The Conductor and the New Orchestra
This radical vision connects directly back to our orchestrator. In a Life-Event Government, the orchestrator’s role becomes clear: they are the mission leader for a specific life journey. The Minister for Later Life and Bereavement would orchestrate their pooled budget and multi-agency team. They would act as a Backbone Organization to align charities and community groups, while deploying the skills of a Systems Integrator to ensure the digital services are seamless. This answers Matt’s final question: orchestration must be about both finance and wider support. The orchestrator is given control of the finances so that they can coordinate the holistic support network.
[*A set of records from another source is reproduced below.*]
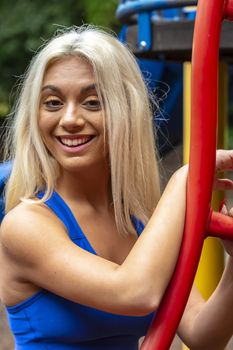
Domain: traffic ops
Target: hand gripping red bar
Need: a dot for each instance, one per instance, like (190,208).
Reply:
(199,217)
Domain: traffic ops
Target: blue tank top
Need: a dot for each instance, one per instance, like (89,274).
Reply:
(47,321)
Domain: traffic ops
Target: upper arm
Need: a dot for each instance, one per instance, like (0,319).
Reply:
(44,255)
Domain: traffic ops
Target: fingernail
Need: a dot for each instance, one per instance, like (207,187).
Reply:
(222,204)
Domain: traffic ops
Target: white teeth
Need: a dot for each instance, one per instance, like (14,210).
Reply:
(75,142)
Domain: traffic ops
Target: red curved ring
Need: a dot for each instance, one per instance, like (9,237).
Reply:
(199,218)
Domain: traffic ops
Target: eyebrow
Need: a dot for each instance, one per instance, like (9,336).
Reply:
(83,90)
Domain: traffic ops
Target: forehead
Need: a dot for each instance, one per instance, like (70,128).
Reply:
(69,68)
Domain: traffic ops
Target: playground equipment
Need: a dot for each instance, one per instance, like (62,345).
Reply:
(201,221)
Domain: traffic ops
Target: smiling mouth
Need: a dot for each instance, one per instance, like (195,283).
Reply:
(74,142)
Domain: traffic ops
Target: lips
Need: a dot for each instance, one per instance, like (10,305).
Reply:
(74,141)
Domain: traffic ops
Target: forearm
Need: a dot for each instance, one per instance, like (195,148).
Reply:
(212,326)
(155,253)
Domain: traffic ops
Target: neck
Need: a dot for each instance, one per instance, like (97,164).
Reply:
(92,187)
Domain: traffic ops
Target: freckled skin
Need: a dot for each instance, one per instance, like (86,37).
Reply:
(70,106)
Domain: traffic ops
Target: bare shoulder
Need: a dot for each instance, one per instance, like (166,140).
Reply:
(27,227)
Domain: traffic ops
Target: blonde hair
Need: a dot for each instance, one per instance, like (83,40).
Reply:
(128,122)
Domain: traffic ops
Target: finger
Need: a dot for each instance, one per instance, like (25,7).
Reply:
(224,210)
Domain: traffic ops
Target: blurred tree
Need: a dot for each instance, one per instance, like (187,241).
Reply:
(26,24)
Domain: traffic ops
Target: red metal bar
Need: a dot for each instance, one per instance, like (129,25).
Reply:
(201,171)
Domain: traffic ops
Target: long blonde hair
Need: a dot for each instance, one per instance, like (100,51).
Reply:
(129,125)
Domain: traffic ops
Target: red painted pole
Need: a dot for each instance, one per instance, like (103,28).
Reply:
(201,171)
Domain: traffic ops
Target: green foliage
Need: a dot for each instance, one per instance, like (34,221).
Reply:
(26,24)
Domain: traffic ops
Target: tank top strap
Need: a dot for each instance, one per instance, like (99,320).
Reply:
(62,210)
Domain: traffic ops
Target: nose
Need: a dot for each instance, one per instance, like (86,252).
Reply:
(72,119)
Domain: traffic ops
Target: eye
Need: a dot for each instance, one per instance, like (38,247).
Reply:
(53,104)
(93,104)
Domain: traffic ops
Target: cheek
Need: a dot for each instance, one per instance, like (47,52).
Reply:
(46,125)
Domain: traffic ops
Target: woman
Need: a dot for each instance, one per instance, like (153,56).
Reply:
(79,270)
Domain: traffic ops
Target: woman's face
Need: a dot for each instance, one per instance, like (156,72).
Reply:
(70,115)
Of course, a wholesale re-architecting of the state is a radical proposal, not a short-term plan. But this exercise in reductio ad absurdum isn’t an academic flight of fancy; it’s a vital diagnostic tool. By sketching out what a truly citizen-centric and ‘orchestratable’ system could look like, we get a clearer sense of the direction of travel. This vision provides a North Star for the difficult, practical work that Matt’s article calls for. It helps us ask better questions within our current, fragmented reality: how can we push for pooled budgets, even on a small scale? How can we build services that feel more like integrated ‘Life Event Teams’?
Ultimately, the search for an ‘orchestrator’ is the critical first step. Understanding the kind of orchestra we should be building is what will help that conductor make the most of the instruments they have today, and slowly, piece by piece, help us build a state that is more in tune with the lives its citizens actually lead.